Задумаемся на секунду, что происходит, когда мы пытаемся навести резкость у бинокля. Мы крутим колесико, но какое-то время ничего не видим, кроме ряби. Вдруг один лишь оборот, и изображение вмиг обретает яркость и четкость. Еще представим: вот нам, допустим, говорят: «Старик такой-то прошлой ночью умер». Ум у нас, как правило, так забит посторонними мыслями, что эти слова не вызывают в нас вообще ничего; или скорее, чувство в нас так же невнятно и размыто, как изображение в бинокле с ненаведенной резкостью. Проходит неделя, другая; мы спокойно сидим у себя в комнате за чтением, и как-то невзначай на ум приходит память о том старике, что умер, — как вдруг нас будто током пронизывает запоздалое чувство горестной жалости: ощущение «сфокусировалось». Какое еще доказательство нужно для того, чтобы убедиться, что чувственное и эмоциональное восприятие в сущности одно и то же?

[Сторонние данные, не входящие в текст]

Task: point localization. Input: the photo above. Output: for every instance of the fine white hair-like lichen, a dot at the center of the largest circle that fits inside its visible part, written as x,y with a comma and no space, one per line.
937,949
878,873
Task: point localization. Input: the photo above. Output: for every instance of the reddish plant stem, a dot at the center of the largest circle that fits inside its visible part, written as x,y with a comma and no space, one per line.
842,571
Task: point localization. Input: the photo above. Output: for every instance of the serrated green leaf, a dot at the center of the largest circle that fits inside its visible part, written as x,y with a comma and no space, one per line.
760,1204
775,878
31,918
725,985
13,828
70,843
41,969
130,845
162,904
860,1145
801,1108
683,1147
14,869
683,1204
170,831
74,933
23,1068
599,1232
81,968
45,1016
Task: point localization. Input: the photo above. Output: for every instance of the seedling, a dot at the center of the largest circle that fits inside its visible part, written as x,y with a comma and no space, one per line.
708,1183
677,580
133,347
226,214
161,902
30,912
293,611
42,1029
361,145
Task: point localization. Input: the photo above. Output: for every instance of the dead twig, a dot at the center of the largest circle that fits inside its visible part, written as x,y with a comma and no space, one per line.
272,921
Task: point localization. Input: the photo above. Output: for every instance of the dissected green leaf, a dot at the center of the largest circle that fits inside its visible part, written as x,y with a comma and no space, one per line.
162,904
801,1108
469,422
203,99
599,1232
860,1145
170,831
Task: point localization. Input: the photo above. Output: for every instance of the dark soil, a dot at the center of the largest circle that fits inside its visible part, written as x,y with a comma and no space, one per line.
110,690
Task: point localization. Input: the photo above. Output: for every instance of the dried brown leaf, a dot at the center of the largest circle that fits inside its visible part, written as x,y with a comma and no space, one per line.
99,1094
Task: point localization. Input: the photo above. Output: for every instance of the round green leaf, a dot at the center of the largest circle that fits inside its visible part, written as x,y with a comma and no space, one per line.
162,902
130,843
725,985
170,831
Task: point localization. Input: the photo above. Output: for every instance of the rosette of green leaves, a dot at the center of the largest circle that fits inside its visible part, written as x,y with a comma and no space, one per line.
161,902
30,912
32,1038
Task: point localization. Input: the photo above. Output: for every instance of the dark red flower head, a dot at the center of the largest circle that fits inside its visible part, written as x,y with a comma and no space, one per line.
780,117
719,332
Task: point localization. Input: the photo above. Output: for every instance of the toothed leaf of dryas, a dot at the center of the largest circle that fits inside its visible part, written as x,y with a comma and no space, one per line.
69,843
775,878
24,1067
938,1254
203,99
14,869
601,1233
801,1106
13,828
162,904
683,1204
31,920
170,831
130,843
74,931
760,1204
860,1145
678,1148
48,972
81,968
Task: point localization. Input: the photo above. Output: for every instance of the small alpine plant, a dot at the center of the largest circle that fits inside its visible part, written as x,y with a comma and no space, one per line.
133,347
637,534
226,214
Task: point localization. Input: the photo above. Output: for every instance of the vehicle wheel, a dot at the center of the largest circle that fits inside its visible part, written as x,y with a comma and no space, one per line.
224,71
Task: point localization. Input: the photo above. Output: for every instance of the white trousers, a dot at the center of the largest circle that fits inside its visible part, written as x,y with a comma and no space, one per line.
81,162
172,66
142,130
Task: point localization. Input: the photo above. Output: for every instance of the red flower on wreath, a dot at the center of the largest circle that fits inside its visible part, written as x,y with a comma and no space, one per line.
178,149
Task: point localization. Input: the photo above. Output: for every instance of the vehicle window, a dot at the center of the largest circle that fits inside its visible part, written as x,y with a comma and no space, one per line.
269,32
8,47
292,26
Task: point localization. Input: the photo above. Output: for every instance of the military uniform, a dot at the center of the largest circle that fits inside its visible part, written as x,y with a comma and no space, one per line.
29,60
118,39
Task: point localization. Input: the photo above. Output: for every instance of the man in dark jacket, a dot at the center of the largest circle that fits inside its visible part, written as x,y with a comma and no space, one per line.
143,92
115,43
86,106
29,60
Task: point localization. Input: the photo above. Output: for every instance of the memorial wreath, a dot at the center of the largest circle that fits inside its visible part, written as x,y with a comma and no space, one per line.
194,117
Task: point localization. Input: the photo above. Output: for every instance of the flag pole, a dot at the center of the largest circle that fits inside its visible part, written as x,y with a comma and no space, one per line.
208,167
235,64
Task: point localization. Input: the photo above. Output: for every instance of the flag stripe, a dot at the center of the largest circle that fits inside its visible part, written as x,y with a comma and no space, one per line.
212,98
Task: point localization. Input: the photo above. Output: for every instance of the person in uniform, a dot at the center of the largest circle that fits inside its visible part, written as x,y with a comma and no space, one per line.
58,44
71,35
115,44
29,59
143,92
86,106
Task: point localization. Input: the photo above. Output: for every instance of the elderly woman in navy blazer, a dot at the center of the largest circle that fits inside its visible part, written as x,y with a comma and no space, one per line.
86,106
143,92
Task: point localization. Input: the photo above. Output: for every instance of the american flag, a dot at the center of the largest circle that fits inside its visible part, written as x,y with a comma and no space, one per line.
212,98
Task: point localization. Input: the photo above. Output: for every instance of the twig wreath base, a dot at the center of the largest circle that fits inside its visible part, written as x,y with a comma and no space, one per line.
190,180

Эта работа носит исторический, а не философский характер, и вдаваться далее в феноменологию я не буду (этому посвящены другие мои работы; кроме того, в качестве великолепного введения в предмет я бы рекомендовал книги «Лорда Лейстера»). Однако этот приведенный мной философский минимум необходим, чтобы представить, как складывалась во времени борьба с паразитами сознания. Потому что, задумавшись глубоко над всем этим, мы поняли, что главным оружием паразитов является своеобразный «глушитель мысли», принципом действия чем-то схожий с устройством для создания радиопомех. Наделенный сознанием человеческий ум постоянно устремлен во Вселенную. «Неусыпная жизнь Ego „“Я" (лат.)· состоит в постижении". Так астроном, пытливо вглядываясь в небесный свод, выискивает там новые планеты. А находит он их не иначе, как сличая новые фотоснимки звезд со старыми. Если звезда сместилась, значит, это не светило, а планета. Таким же вот кропотливым изучением, только в поисках „сути“ постоянно заняты наши мысли и чувства. „Суть“ очерчивается тогда, когда при сравнении двух каких-либо качественных характеристик нам вдруг открывается что-то новое про каждую из них. Возьмем невероятно простой пример: ребенок впервые видит огонь. На первый взгляд он может показаться ему воистину восхитительным: уж и теплый, уж и яркий, уж и блещет заманчиво. Но стоит ребенку сунуть в огонь пальчик, как ему откроется новое его свойство: огонь жжется. И все равно он теперь уже не скажет, что огонь — это только „плохо“ (разве какой-нибудь совсем уж пугливый и нервный ребенок сможет такое сказать). Ребенок, подобно астроному с его звездными картами, сличает два разных ощущения одно с другим и делает вывод, что одно свойство огня следует полностью отделять от прочих. Такой процесс и называется постижением.